The sound generated by a 2-D, 20% thick elliptical circulation control airfoil with single slot blowing is experimentally investigated in the University of Florida Aeroacoustic Flow Facility. Experiments are conducted at a variety of freestream and slot jet velocities for three different slot heights h. The airfoil’s lift characteristics compare favorably with data from a previous research study in a conventional closed-wall wind tunnel. A large aperture microphone array reveals low noise contamination in the UFAFF test section. Data from farfield microphones indicate both tonal and broadband noise sources. Vortex shedding from the rounded trailing edge occurs when jet momentum levels are insufficient to prevent flow separation.
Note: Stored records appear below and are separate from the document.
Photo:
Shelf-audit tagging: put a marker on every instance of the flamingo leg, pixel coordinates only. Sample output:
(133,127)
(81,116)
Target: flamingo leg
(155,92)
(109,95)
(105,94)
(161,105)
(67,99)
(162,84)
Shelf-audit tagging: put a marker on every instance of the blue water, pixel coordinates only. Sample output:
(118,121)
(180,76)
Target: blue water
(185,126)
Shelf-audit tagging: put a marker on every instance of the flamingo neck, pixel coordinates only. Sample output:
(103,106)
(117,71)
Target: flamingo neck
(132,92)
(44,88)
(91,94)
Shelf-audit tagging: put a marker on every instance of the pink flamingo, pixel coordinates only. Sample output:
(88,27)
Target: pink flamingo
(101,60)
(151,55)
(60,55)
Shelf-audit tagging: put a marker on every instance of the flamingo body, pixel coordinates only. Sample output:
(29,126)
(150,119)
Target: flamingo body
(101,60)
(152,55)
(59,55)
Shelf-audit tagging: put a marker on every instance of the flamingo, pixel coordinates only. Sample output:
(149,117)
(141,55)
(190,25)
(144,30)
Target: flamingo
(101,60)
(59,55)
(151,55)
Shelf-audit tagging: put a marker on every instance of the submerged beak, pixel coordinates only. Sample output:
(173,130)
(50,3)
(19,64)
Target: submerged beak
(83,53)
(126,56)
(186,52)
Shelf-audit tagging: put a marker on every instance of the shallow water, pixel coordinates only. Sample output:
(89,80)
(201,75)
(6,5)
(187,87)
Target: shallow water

High frequency tonal noise is also identified due to vortex shedding, where fD/Ujet = 0.21, from the D = 0.28 mm thick slot lip. For large jet velocities, high frequency broadband slot jet noise is identified as the dominant noise source for fh/Ujet > 0.1. Jet velocity amplitude and frequency non-dimensionalization collapse the high-frequency portion of the spectra reasonably well when freestream velocity is low or zero. For curvature and slot noise generated by the external boundary layer flow, local mean velocities at the trailing edge and above the slot are not more effective than freestream and jet velocities when nondimensionalizing frequency. Finally, freestream amplitude and Strouhal number scaling show a remarkable collapse of spectra for a variety of freestream velocities, jet velocities, and slot heights for a constant momentum coefficient.